Notably, Israel has also reportedly suggested that a coalition of Arab forces administrate the enclave at some point in the future. Unlike the Hamas proposal, the Israeli plan would see the Arab forces ensuring Hamas does not rehabilitate its military capabilities.
The report also noted that the document does not mention the Philadelphi Corridor, despite the strip of land on the Gaza-Egypt border recently becoming a key sticking point in negotiations. This may be attributed to the time the document was written, as Israel only took control of the Philadelphi Corridor in May.
War broke out on October 7 when Hamas terrorists infiltrated Israel, killing some 1,200 people, mostly civilians, and kidnapping 251.

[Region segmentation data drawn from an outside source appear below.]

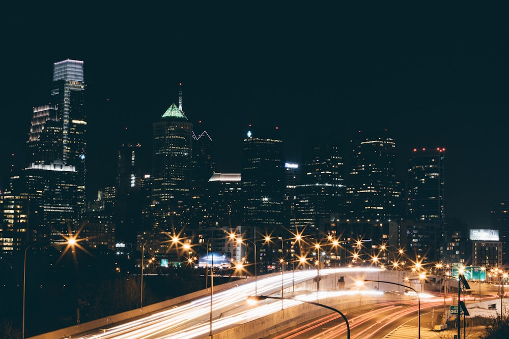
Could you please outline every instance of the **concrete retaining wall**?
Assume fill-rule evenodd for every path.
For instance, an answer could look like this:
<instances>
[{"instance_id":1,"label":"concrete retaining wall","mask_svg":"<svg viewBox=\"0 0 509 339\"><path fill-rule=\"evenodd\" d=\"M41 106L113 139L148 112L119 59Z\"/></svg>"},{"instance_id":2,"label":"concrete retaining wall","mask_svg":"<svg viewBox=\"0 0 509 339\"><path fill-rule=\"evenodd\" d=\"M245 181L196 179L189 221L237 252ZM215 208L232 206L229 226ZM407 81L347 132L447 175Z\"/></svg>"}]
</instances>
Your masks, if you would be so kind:
<instances>
[{"instance_id":1,"label":"concrete retaining wall","mask_svg":"<svg viewBox=\"0 0 509 339\"><path fill-rule=\"evenodd\" d=\"M275 274L278 273L272 273L272 274ZM365 272L359 273L349 272L348 275L347 275L346 273L339 273L336 274L331 274L328 272L327 270L326 269L320 271L320 275L321 277L321 280L320 282L320 290L322 291L338 289L348 290L355 287L356 280L361 279L370 279L372 280L380 280L397 282L399 279L399 275L398 274L399 274L399 273L397 273L397 271L393 272L390 271L382 271L379 273L366 273ZM337 281L342 276L344 277L345 282L338 283ZM263 279L263 276L258 277L259 280ZM252 282L254 278L251 277L227 283L226 284L218 285L217 286L214 286L214 292L219 292L219 291L230 288L231 287L236 287L240 285ZM374 286L378 285L378 284L373 283L370 283L368 284ZM380 285L380 286L377 286L377 287L379 287L381 289L386 290L394 289L397 291L399 288L398 286L395 286L388 284L381 283ZM285 297L289 297L291 296L291 293L294 290L295 290L296 292L300 291L316 291L316 282L312 279L299 284L296 284L294 286L287 286L284 289L284 293ZM419 290L417 290L418 291ZM171 306L177 305L182 302L185 302L193 299L208 295L210 294L210 289L202 290L181 297L144 306L143 309L136 309L132 311L116 314L106 318L103 318L89 322L83 323L82 324L72 326L69 326L68 327L66 327L65 328L57 330L56 331L31 337L29 339L60 339L61 338L65 338L67 336L72 336L76 333L87 332L87 331L90 331L95 328L101 328L102 327L106 326L114 323L124 321L129 319L133 319L142 316L146 316L149 314L159 311ZM387 298L388 298L387 300L388 300L388 298L390 298L390 300L398 300L398 298L401 298L401 296L399 296L395 294L388 294L387 295ZM408 300L408 297L405 296L404 298L405 300ZM360 301L358 297L355 297L354 299L355 300L351 300L350 297L345 297L345 298L336 298L335 300L321 300L320 302L320 303L327 304L328 306L337 309L341 312L343 312L342 310L347 310L352 307L359 307L362 306L363 305L372 304L373 303L373 302L375 301L374 299L370 299L368 297L366 297L365 298L364 297L363 297L361 298L362 301ZM382 301L380 300L380 298L377 298L376 300L378 302ZM216 337L216 334L214 333L214 338L216 339L217 338L218 339L220 338L224 338L224 339L227 339L232 337L259 338L260 336L256 337L256 335L253 337L243 337L242 335L246 334L247 332L253 332L253 328L259 328L264 330L264 333L266 333L266 329L269 327L268 324L272 323L271 322L272 320L276 321L276 322L274 323L271 325L275 328L276 326L281 325L281 320L283 319L288 319L285 321L287 322L289 324L296 324L301 322L309 320L309 319L308 319L306 318L308 316L308 315L309 317L312 316L313 317L316 317L317 316L319 316L320 315L330 313L330 311L328 310L327 309L320 307L314 305L303 304L289 309L288 310L285 310L284 311L280 311L280 314L278 313L278 314L275 314L271 317L258 319L253 322L251 322L247 324L239 325L238 327L229 330L228 331L225 331L225 334L222 334L221 333L218 333L217 334L218 335L221 335L222 336ZM292 326L292 325L289 324L288 326ZM237 328L240 328L241 329L237 329ZM248 330L246 329L248 329ZM231 333L230 332L230 331L233 331L233 332ZM237 336L236 334L233 334L236 333L237 331L238 331L239 333L242 333L242 334L239 334L240 336Z\"/></svg>"}]
</instances>

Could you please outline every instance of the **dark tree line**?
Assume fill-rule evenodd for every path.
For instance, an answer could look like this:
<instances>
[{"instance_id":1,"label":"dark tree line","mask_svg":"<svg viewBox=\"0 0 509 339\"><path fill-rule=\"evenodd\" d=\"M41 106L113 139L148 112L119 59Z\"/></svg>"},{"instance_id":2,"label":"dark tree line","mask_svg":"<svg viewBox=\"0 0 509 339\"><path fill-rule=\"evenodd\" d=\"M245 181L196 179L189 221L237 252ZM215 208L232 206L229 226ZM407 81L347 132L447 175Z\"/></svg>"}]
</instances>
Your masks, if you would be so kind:
<instances>
[{"instance_id":1,"label":"dark tree line","mask_svg":"<svg viewBox=\"0 0 509 339\"><path fill-rule=\"evenodd\" d=\"M140 276L134 256L62 249L27 253L25 336L139 307ZM0 339L21 337L23 258L0 262ZM140 257L140 254L139 256ZM204 272L189 266L156 268L145 275L143 304L205 288ZM156 272L154 272L156 273ZM220 283L218 281L217 283Z\"/></svg>"}]
</instances>

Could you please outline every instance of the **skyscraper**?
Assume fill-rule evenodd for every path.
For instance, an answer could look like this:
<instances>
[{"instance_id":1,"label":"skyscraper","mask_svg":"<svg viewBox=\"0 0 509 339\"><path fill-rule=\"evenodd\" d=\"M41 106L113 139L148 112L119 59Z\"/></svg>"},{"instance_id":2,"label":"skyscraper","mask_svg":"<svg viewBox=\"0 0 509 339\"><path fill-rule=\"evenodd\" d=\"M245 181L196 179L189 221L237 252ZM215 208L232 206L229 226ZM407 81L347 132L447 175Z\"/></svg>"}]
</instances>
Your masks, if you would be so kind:
<instances>
[{"instance_id":1,"label":"skyscraper","mask_svg":"<svg viewBox=\"0 0 509 339\"><path fill-rule=\"evenodd\" d=\"M343 157L330 142L308 144L302 153L302 178L297 185L295 226L305 233L323 233L344 212Z\"/></svg>"},{"instance_id":2,"label":"skyscraper","mask_svg":"<svg viewBox=\"0 0 509 339\"><path fill-rule=\"evenodd\" d=\"M445 148L415 148L408 167L408 207L416 221L444 220L444 156Z\"/></svg>"},{"instance_id":3,"label":"skyscraper","mask_svg":"<svg viewBox=\"0 0 509 339\"><path fill-rule=\"evenodd\" d=\"M285 170L282 141L255 138L244 140L242 187L243 225L280 232L284 222Z\"/></svg>"},{"instance_id":4,"label":"skyscraper","mask_svg":"<svg viewBox=\"0 0 509 339\"><path fill-rule=\"evenodd\" d=\"M394 140L377 134L361 136L351 143L347 218L372 220L401 218L401 183L396 178Z\"/></svg>"},{"instance_id":5,"label":"skyscraper","mask_svg":"<svg viewBox=\"0 0 509 339\"><path fill-rule=\"evenodd\" d=\"M175 104L154 122L153 226L179 232L189 224L193 124Z\"/></svg>"},{"instance_id":6,"label":"skyscraper","mask_svg":"<svg viewBox=\"0 0 509 339\"><path fill-rule=\"evenodd\" d=\"M444 228L445 151L442 147L414 149L408 167L407 202L411 222L408 226L408 245L430 261L449 257L446 249L450 247L445 243L448 238Z\"/></svg>"},{"instance_id":7,"label":"skyscraper","mask_svg":"<svg viewBox=\"0 0 509 339\"><path fill-rule=\"evenodd\" d=\"M62 239L85 211L87 116L83 63L53 65L52 103L35 107L27 145L28 164L13 173L8 192L27 197L27 241Z\"/></svg>"},{"instance_id":8,"label":"skyscraper","mask_svg":"<svg viewBox=\"0 0 509 339\"><path fill-rule=\"evenodd\" d=\"M58 105L58 118L62 128L62 157L67 165L77 172L78 188L83 193L78 201L79 214L85 211L87 167L87 115L84 107L84 63L69 59L53 64L51 97Z\"/></svg>"}]
</instances>

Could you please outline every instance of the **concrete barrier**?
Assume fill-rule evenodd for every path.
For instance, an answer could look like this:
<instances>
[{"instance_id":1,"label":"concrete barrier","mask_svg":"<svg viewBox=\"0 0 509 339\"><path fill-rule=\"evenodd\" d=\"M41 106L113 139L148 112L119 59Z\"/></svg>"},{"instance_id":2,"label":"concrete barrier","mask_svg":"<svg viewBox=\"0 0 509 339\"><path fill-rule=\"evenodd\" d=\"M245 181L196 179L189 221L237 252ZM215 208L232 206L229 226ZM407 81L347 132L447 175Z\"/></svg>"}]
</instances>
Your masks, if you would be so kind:
<instances>
[{"instance_id":1,"label":"concrete barrier","mask_svg":"<svg viewBox=\"0 0 509 339\"><path fill-rule=\"evenodd\" d=\"M248 278L245 279L236 280L235 281L222 284L221 285L214 286L214 291L219 292L223 290L225 290L232 287L235 287L240 285L250 283L254 280L254 278ZM111 324L124 321L128 319L133 319L138 317L146 316L148 314L156 312L164 309L166 309L175 305L185 302L197 298L200 298L206 295L210 295L210 288L209 288L205 290L201 290L196 292L186 294L182 296L170 299L164 301L158 302L144 306L140 309L136 309L131 311L126 311L122 313L113 315L109 317L106 317L100 319L93 320L82 324L78 324L72 326L69 326L61 329L42 333L38 335L30 337L29 339L60 339L65 337L72 337L77 333L90 331L94 328L100 328L103 326L110 325Z\"/></svg>"},{"instance_id":2,"label":"concrete barrier","mask_svg":"<svg viewBox=\"0 0 509 339\"><path fill-rule=\"evenodd\" d=\"M345 289L349 289L352 288L352 287L355 286L355 283L356 280L361 280L363 279L395 282L398 281L399 277L397 272L394 273L390 271L382 271L378 273L372 272L366 273L362 272L358 273L354 273L352 274L349 273L348 274L346 273L331 274L329 272L330 271L327 269L324 269L323 271L320 271L321 280L320 282L320 286L321 290L332 290L343 288ZM273 275L274 274L280 273L271 273L271 275ZM340 283L338 281L342 276L344 277L344 280L343 282ZM263 279L263 276L259 276L258 279L259 280ZM244 284L252 282L254 278L250 277L245 279L230 282L220 285L214 286L214 291L215 292L219 292L228 288L231 288L232 287L238 286ZM371 284L372 285L373 284L373 283ZM390 289L389 288L389 287L390 287L389 284L382 283L380 285L380 286L377 286L377 287L379 287L381 289L383 289L386 290ZM340 286L341 287L340 287ZM290 293L293 292L294 290L295 290L295 292L301 291L316 291L316 282L314 279L312 279L305 282L295 284L294 285L287 286L284 289L284 293L285 295L289 295ZM397 290L398 288L397 287L395 289ZM151 313L162 311L164 309L175 306L175 305L178 305L178 304L183 302L187 302L197 298L202 297L210 294L210 288L205 290L201 290L200 291L190 293L189 294L186 294L177 298L168 299L165 301L144 306L141 309L136 309L131 311L123 312L122 313L114 315L109 317L101 318L100 319L97 319L96 320L93 320L92 321L56 330L52 332L39 334L38 335L31 337L29 339L61 339L66 337L69 337L70 336L72 337L77 334L90 331L96 328L101 328L114 323L125 321L130 319L133 320L139 317L145 316ZM387 295L387 297L386 298L383 298L383 299L384 300L401 300L397 299L398 297L401 297L401 296L398 296L396 294ZM388 298L388 299L387 298ZM344 299L337 300L335 299L332 300L321 300L320 303L327 304L328 306L333 308L337 308L338 310L341 311L343 310L347 310L353 307L362 306L362 305L367 305L369 304L372 304L373 301L375 301L375 299L370 299L367 297L366 297L365 298L363 297L361 298L361 301L359 301L359 299L357 297L355 297L355 300L350 300L350 299L348 300ZM408 300L408 297L405 296L404 299ZM377 298L376 300L379 301L382 301L380 298ZM337 307L334 307L334 305ZM309 310L308 307L310 306L313 306L313 311L308 312L308 310ZM284 316L288 317L288 320L286 321L288 321L289 324L298 324L300 322L305 321L309 320L309 319L306 317L308 314L309 314L310 316L312 315L313 316L316 317L317 316L317 315L325 314L325 313L330 313L330 310L327 310L326 309L324 308L322 310L321 309L322 309L322 307L318 307L319 309L321 309L321 310L319 311L317 310L317 306L312 305L309 304L301 304L295 307L297 308L295 309L292 307L292 309L293 310L289 309L288 310L285 310L280 311L282 313L281 314L277 314L274 315L273 316L265 317L265 318L262 318L262 320L257 320L257 321L255 321L255 322L253 323L250 325L247 325L246 324L240 325L238 327L243 329L243 330L240 330L240 332L242 333L242 330L244 331L247 331L246 329L248 328L249 329L249 330L247 331L248 332L252 330L252 328L257 328L258 327L257 326L258 326L259 325L257 324L258 323L256 322L257 321L261 322L260 323L260 324L265 324L265 325L263 325L263 329L265 329L267 327L267 324L268 323L270 323L271 319L275 319L277 321L277 323L274 323L273 324L273 326L274 326L274 327L275 327L276 325L280 326L281 319L287 319L287 318L282 318ZM320 313L318 313L318 312L319 312ZM253 327L252 328L251 327L246 327L246 326ZM289 326L291 325L289 325ZM235 331L238 330L231 329L231 330L228 330L228 331L226 331L225 332L228 333L229 333L228 331L231 330ZM245 332L243 333L243 334L245 334ZM225 339L227 338L232 337L244 337L242 336L235 336L232 334L224 334L224 335L225 336L217 337L217 338L218 339L220 337L224 338ZM229 335L234 336L229 336ZM215 339L216 339L215 334L214 334L214 336ZM260 337L259 336L258 337Z\"/></svg>"}]
</instances>

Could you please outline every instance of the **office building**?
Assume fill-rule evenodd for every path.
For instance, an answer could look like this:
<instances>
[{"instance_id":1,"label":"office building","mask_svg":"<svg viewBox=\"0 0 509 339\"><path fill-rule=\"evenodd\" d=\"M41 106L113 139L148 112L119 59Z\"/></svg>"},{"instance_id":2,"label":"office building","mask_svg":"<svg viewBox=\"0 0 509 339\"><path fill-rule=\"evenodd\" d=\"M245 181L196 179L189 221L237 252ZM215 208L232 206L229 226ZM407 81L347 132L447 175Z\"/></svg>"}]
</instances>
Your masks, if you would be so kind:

It is believed that 97 hostages remain in Gaza, including the bodies of at least 33 confirmed dead by the IDF. Hamas released 105 civilians during a weeklong truce in late November, and four hostages were released before that.
Eight hostages have been rescued by troops alive, and the bodies of 37 hostages have also been recovered, including three mistakenly killed by the military as they tried to escape their captors.
Hamas is also holding two Israeli civilians who entered the Strip in 2014 and 2015, as well as the bodies of two IDF soldiers who were killed in 2014.
The Hamas-run Gaza health ministry says more than 40,000 people in the Strip have been killed or are presumed dead in the fighting so far, though the toll cannot be verified and does not differentiate between civilians and fighters. Israel says it has killed some 17,000 combatants in battle and another 1,000 terrorists inside Israel on October 7.
Israel has said it seeks to minimize civilian fatalities and stresses that Hamas uses Gaza’s civilians as human shields, fighting from civilian areas including homes, hospitals, schools and mosques.